The Shapiro wilk test shows the p-values for all the categories are
less than 0.05 and the tests are significant. Therefore, the normality
assumption is not met for the data.
Testing for
homogeneity
# Applying Levene's test
leveneTest(df$TotalCharges ~ df$PaymentMethod, data = df)
## Levene's Test for Homogeneity of Variance (center = median)
## Df F value Pr(>F)
## group 3 218.93 < 2.2e-16 ***
## 7028
## ---
## Signif. codes: 0 '***' 0.001 '**' 0.01 '*' 0.05 '.' 0.1 ' ' 1
- From the Levene’s test it is clear that the variances among the four
groups are not similar as the p-value is less than 0.001.
- The homogeniety assumprion is also not met for this data.
- Therefore instead of ANOVA parametric test, Kruskal Wallis non
parametric test will be Used.
Applying the
Kruskal-Wallis test
kruskal.test(df$TotalCharges ~ df$PaymentMethod, data = df)
##
## Kruskal-Wallis rank sum test
##
## data: df$TotalCharges by df$PaymentMethod
## Kruskal-Wallis chi-squared = 1077, df = 3, p-value < 2.2e-16
The p-value reported from the Kruskal Wallis test is less than 0.001,
therefore the null hypotheis is rejected and it is concluded that at
least one mean total charge is different from others.
Posthoc
Analysis
To observe which categories are different based on their mean total
charges, a paired post hoc analysis is applied.
pairwise.wilcox.test(df$TotalCharges, df$PaymentMethod, p.adjust.method = "BH")
##
## Pairwise comparisons using Wilcoxon rank sum test with continuity correction
##
## data: df$TotalCharges and df$PaymentMethod
##
## Bank transfer (automatic) Credit card (automatic)
## Credit card (automatic) 0.7 -
## Electronic check <2e-16 <2e-16
## Mailed check <2e-16 <2e-16
## Electronic check
## Credit card (automatic) -
## Electronic check -
## Mailed check <2e-16
##
## P value adjustment method: BH
Explanation:
The total usage is highest in th ebank transfers and credit card
users.
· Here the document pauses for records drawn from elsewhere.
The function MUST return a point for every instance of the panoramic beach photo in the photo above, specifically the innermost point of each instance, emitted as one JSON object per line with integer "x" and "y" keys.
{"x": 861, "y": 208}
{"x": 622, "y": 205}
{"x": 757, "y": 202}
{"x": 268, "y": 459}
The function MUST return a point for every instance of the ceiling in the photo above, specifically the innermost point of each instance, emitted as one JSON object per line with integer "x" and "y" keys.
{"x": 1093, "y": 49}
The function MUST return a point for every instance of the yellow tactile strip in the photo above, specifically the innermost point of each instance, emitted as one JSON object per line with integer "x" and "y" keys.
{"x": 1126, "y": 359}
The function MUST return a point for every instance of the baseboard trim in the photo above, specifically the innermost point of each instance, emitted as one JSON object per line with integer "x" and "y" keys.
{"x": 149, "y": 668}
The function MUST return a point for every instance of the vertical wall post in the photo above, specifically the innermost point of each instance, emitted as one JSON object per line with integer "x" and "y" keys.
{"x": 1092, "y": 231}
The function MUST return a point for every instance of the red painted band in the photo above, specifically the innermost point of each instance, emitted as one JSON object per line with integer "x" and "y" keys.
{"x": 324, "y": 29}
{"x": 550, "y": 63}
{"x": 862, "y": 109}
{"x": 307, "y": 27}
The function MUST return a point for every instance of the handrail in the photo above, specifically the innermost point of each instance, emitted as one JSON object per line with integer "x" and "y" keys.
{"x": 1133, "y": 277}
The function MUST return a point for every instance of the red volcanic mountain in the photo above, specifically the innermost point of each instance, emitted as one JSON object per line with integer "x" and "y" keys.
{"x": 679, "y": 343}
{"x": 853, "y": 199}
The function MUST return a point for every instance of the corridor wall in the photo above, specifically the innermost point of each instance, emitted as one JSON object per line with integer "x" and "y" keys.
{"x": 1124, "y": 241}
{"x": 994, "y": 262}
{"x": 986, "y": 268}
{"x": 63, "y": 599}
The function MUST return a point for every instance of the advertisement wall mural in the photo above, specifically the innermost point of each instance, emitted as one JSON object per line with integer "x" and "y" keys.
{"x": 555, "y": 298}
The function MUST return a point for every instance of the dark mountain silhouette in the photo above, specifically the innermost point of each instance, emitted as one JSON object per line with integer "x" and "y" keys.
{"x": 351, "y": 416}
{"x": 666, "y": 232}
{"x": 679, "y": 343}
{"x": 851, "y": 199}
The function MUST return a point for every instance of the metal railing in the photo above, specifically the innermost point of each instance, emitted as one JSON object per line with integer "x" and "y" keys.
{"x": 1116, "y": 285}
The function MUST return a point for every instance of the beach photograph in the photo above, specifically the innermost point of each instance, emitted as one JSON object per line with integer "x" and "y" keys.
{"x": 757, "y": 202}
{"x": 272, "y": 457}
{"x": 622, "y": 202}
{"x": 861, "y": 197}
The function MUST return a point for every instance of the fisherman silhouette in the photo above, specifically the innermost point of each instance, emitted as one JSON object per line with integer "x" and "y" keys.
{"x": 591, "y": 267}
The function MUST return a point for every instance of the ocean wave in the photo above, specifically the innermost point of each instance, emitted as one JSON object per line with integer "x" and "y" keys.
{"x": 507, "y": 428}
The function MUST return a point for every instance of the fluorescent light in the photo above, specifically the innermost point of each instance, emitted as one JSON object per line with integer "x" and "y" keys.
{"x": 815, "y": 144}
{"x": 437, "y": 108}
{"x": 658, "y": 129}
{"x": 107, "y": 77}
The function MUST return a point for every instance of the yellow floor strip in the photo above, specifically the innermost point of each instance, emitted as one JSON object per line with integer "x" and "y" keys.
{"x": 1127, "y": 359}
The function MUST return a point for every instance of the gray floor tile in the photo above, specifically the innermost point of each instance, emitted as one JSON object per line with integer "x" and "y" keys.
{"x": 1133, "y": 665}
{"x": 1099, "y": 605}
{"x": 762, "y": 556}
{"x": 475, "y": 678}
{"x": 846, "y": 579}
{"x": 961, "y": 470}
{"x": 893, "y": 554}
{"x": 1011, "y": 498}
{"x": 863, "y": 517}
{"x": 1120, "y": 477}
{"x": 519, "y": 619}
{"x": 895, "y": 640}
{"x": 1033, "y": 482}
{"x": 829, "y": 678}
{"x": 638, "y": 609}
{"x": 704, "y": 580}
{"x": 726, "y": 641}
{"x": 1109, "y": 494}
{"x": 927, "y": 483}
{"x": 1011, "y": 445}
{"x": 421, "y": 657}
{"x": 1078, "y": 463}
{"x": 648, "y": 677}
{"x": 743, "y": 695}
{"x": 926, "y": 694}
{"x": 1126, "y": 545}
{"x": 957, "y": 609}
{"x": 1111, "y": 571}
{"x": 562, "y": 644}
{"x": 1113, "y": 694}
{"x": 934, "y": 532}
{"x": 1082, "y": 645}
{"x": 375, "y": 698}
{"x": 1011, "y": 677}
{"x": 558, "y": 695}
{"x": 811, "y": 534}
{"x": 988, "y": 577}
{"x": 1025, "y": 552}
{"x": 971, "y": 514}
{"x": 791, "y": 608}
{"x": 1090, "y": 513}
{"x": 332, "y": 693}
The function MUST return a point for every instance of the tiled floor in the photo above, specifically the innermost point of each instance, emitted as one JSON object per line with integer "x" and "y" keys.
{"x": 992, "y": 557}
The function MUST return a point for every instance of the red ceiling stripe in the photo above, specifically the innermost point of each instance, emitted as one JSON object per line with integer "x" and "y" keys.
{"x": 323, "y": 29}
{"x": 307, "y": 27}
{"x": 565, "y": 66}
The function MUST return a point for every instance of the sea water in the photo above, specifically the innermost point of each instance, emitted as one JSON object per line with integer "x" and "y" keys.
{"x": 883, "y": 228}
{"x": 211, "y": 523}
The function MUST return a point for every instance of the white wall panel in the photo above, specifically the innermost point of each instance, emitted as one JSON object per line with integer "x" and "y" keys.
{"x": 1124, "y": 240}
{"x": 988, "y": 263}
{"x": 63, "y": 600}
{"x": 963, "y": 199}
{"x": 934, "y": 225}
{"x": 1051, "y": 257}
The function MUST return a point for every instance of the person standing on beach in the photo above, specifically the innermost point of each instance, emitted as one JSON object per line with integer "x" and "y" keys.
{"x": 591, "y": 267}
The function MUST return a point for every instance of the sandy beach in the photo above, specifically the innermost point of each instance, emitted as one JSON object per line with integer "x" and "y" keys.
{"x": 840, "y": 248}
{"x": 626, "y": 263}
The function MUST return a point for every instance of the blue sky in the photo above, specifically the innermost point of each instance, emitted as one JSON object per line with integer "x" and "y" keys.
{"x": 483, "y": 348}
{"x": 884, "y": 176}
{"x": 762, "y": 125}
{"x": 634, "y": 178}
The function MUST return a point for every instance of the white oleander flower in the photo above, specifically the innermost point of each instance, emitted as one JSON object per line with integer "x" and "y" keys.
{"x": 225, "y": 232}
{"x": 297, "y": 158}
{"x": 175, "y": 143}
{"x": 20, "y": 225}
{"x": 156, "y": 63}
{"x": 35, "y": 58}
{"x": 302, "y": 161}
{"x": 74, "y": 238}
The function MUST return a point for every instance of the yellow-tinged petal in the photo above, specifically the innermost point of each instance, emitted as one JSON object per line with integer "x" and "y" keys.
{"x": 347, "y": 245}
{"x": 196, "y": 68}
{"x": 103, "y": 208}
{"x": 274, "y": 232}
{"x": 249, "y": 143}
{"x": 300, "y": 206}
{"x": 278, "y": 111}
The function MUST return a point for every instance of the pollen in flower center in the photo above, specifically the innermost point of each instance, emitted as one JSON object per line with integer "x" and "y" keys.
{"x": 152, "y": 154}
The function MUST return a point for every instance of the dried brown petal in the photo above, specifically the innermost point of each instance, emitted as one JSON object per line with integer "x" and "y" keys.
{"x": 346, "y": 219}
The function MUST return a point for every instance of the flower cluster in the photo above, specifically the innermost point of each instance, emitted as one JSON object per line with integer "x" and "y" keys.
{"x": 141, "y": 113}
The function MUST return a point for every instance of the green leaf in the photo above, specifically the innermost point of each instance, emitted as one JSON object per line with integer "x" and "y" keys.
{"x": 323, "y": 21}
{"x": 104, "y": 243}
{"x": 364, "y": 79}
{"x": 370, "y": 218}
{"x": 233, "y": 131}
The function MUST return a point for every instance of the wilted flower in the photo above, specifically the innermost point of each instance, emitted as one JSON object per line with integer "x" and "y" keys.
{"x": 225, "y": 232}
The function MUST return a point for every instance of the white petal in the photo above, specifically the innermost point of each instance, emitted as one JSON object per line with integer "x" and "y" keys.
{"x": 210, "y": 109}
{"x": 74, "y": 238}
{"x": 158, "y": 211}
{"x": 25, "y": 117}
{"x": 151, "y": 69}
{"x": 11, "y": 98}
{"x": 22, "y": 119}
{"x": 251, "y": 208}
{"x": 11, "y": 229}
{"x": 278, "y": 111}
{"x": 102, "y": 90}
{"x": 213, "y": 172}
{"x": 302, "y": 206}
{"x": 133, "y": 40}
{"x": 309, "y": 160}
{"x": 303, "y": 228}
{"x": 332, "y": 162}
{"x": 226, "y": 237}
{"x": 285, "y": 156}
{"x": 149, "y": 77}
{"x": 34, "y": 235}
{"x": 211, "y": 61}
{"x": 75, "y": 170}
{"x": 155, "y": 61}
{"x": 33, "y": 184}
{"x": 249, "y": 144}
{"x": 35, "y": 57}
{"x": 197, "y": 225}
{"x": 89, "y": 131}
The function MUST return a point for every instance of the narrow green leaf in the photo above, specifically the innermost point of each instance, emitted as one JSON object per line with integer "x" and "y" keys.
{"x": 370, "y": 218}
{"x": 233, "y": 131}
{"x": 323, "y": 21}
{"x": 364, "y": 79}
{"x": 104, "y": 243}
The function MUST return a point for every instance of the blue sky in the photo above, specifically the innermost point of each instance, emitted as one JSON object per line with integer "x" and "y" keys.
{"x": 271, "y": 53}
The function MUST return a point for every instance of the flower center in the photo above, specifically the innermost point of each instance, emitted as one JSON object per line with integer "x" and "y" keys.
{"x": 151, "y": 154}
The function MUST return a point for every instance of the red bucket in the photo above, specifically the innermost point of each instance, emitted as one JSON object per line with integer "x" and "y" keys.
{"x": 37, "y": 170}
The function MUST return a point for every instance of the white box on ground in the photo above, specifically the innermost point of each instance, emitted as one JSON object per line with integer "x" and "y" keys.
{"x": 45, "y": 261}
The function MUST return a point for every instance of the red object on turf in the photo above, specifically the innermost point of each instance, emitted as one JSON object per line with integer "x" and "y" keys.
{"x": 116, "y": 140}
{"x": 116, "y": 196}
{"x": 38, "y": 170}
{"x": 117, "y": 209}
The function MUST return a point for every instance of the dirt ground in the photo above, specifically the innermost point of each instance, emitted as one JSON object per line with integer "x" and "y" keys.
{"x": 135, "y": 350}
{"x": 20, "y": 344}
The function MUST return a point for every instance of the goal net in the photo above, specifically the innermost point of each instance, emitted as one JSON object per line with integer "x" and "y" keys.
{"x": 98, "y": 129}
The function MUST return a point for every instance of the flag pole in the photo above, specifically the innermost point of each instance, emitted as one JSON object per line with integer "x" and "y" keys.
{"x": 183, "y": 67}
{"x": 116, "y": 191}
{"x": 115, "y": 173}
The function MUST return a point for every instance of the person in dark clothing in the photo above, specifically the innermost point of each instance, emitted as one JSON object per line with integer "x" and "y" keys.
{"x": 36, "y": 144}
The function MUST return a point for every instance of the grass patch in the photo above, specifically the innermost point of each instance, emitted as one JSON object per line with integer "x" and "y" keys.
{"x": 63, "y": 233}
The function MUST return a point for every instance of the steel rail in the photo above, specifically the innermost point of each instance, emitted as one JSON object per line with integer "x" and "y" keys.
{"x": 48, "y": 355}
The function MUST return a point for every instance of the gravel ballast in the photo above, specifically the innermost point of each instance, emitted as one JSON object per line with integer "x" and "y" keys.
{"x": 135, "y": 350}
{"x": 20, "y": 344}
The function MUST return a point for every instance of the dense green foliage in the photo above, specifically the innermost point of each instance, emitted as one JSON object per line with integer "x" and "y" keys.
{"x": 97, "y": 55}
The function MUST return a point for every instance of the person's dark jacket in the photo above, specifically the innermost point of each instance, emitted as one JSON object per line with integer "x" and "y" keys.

The lowest total charges are observed in the mailed check group.
A segmentation by payment method can be recommended as their behavious
and usages are totally different except bank transfers and credit card
holders.Further more mailed check customers can be manipulated to use
the other three methods to more digitization.